The Department of Health and the CDC have not yet responded to questions about the impacts of the state’s decision to stop sharing the data.
Aside from the change in its weekly reports, Florida had already come under scrutiny from public health experts because it is the only state in the nation not making information about influenza-like illness publicly available through a Center for Disease Control and Prevention data portal used by academics, said Nicholas Reich, a professor of biostatistics and epidemiology at the University of Massachusetts Amherst.
“In times like this, not having that raw data easily available to researchers limits our ability to analyze and report effectively on emerging trends of respiratory infections in Florida,” he said.

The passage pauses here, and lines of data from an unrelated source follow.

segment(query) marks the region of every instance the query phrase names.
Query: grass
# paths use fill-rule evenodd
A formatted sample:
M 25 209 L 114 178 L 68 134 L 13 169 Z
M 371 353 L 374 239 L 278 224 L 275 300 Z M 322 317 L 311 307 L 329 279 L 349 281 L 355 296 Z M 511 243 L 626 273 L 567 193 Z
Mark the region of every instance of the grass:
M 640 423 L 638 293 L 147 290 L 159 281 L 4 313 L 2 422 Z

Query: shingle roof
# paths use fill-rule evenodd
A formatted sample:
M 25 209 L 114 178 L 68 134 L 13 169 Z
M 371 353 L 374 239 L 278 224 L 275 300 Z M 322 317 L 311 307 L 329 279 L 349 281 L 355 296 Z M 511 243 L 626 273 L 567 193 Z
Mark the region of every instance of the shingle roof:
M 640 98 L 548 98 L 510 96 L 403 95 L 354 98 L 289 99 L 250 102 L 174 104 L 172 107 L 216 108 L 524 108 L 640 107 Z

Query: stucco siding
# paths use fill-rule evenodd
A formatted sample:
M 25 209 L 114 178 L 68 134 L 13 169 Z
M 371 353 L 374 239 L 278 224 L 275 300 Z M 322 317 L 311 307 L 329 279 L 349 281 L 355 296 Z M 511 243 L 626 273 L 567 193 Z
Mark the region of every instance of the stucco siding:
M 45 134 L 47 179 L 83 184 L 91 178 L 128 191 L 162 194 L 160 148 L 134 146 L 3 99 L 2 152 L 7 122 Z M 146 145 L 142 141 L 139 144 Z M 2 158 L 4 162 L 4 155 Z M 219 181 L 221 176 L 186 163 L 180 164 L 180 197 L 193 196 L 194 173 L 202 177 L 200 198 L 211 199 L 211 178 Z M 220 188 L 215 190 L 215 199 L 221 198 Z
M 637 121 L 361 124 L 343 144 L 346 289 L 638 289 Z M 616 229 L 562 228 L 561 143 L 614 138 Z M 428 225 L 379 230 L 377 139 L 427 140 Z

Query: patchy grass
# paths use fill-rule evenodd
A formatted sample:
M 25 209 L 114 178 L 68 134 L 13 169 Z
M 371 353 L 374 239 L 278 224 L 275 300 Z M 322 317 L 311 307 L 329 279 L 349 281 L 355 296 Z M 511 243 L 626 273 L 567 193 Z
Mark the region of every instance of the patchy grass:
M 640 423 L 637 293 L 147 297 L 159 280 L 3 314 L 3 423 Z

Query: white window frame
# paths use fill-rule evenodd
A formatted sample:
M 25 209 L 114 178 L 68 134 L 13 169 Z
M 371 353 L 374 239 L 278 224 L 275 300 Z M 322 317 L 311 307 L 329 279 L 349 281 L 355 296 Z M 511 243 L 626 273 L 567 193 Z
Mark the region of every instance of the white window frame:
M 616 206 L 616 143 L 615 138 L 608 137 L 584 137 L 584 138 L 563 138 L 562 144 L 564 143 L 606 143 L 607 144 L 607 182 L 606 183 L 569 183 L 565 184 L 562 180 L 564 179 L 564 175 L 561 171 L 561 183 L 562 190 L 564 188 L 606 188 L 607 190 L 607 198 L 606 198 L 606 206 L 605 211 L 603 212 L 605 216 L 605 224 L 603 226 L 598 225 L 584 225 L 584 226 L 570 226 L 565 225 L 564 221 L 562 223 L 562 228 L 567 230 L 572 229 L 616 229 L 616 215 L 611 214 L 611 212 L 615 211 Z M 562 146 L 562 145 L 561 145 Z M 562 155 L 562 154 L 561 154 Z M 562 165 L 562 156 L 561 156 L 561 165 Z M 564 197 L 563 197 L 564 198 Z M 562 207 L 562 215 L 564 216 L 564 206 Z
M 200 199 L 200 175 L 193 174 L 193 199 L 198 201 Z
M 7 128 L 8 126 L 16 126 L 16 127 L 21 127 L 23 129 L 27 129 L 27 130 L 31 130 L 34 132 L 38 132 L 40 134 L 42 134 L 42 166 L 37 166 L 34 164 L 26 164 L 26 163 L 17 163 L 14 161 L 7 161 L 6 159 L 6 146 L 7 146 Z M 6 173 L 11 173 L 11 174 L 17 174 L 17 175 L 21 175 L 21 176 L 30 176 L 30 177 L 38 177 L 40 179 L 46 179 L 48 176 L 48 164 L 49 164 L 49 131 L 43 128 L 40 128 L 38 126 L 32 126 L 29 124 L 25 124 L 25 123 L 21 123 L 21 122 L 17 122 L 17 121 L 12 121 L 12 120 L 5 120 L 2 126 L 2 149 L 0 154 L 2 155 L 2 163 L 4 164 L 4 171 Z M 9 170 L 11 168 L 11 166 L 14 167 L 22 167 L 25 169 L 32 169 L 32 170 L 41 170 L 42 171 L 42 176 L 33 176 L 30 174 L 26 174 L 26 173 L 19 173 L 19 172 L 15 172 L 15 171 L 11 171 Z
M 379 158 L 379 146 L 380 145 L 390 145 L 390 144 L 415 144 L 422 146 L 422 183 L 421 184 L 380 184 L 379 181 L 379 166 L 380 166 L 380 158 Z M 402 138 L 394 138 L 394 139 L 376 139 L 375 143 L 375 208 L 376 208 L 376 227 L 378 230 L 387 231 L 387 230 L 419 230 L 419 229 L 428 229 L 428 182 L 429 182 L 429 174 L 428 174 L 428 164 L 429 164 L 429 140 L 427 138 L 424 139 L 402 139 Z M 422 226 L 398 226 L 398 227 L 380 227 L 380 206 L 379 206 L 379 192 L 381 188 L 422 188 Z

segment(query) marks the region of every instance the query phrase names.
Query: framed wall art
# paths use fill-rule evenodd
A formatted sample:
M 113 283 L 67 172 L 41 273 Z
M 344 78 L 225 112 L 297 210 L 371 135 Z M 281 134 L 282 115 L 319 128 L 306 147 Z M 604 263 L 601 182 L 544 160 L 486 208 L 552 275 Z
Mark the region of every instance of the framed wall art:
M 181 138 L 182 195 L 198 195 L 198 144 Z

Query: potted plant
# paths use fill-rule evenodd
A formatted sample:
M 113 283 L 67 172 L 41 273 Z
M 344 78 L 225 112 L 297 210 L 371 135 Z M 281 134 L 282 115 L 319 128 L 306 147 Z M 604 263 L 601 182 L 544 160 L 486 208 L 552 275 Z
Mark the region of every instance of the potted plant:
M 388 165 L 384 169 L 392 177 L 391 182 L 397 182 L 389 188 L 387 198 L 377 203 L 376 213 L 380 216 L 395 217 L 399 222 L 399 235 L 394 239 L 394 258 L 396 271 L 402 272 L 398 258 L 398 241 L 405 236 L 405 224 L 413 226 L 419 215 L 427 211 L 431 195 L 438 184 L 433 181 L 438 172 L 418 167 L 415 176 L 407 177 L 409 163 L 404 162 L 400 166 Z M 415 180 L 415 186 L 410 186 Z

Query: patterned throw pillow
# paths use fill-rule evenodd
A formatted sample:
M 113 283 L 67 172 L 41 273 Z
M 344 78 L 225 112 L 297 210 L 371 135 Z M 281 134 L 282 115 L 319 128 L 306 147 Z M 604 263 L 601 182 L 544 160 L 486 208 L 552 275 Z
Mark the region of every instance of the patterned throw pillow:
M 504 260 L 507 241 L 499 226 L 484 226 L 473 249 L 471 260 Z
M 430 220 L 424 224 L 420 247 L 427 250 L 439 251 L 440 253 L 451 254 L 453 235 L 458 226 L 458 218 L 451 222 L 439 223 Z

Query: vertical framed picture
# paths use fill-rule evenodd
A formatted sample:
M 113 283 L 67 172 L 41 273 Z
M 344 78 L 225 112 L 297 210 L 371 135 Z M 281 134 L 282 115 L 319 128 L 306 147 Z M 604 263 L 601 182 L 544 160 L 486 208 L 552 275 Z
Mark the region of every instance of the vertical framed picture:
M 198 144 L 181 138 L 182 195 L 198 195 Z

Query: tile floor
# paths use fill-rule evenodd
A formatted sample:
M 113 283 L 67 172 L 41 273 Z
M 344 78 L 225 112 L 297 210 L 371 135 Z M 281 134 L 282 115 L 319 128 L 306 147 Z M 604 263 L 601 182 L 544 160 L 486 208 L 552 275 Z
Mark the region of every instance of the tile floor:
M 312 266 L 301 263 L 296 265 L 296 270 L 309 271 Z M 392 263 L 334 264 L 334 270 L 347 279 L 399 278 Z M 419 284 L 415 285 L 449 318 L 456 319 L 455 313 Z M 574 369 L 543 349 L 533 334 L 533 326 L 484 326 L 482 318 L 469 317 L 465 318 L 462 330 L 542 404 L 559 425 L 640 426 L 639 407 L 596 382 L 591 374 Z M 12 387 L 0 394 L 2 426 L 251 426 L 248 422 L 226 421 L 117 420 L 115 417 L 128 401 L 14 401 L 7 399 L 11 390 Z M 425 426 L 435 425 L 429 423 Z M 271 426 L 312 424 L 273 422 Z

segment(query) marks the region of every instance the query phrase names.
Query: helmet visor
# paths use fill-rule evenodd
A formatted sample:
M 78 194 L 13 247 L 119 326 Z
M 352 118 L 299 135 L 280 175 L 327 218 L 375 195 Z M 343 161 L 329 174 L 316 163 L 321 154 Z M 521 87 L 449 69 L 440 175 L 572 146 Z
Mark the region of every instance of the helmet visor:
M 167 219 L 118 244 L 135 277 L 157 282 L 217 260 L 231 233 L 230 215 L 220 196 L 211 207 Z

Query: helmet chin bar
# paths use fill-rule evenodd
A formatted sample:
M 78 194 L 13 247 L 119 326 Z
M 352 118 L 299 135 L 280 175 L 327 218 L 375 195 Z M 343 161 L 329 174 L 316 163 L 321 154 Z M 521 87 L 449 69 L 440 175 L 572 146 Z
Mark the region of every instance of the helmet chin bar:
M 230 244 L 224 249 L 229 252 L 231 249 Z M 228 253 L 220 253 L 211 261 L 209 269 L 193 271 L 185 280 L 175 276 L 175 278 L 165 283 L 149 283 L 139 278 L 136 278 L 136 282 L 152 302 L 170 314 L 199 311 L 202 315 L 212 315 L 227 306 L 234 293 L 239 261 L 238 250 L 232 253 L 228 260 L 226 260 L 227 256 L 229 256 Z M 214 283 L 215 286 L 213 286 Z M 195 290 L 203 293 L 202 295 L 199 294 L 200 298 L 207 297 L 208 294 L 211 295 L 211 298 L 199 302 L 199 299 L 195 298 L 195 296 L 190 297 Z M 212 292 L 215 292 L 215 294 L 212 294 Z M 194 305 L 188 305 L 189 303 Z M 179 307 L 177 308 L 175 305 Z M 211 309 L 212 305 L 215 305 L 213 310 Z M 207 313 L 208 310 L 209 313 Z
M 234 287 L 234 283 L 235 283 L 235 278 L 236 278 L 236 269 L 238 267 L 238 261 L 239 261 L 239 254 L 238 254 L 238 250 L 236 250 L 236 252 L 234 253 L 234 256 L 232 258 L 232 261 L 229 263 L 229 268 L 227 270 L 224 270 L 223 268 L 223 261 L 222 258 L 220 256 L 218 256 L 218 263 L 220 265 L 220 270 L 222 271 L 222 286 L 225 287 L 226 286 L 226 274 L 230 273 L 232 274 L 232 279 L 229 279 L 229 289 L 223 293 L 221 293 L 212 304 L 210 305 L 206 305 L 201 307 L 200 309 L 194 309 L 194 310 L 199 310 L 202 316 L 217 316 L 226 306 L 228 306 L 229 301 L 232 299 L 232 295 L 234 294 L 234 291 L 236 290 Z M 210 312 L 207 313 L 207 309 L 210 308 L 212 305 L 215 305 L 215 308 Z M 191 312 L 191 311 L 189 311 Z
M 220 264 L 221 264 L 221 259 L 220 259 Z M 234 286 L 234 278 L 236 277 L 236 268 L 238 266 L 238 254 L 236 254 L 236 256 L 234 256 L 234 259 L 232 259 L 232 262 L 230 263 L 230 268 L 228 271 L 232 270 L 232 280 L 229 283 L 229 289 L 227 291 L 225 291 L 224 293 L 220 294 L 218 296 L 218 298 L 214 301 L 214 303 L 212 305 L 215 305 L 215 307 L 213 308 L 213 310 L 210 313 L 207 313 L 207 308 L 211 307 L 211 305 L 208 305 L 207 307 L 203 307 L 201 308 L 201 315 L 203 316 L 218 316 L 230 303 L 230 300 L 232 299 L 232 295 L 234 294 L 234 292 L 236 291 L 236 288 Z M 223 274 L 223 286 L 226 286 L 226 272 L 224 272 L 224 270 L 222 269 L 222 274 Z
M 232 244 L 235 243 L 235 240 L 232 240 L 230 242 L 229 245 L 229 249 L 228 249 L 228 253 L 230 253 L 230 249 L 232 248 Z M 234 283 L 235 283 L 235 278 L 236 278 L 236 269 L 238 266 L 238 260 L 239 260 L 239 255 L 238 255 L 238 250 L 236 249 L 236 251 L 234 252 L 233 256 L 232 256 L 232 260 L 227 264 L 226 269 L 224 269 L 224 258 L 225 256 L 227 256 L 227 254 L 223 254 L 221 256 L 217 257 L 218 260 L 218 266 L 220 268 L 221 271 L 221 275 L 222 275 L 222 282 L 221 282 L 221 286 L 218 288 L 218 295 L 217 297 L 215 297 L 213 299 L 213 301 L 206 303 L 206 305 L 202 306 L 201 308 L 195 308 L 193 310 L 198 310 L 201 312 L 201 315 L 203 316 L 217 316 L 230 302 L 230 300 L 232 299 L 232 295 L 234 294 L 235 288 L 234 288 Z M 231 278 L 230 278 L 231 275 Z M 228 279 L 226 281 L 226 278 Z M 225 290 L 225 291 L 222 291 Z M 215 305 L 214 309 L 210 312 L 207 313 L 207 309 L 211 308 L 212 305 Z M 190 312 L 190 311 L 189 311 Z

Data on influenza-like illness are an important indicator of how much respiratory illness is circulating in the population at a given time, Reich added.
“In the public health community, it is one of the most widely used metrics for monitoring the typical ‘flu season,’” he said.
Researchers are monitoring the data right now to determine how much “excess respiratory illness” might exist, Reich added.
“Especially in the context of the U.S. not having had a lot of testing capacity to date, these data are critical for understanding how COVID-19 is spreading across the U.S.,” he said.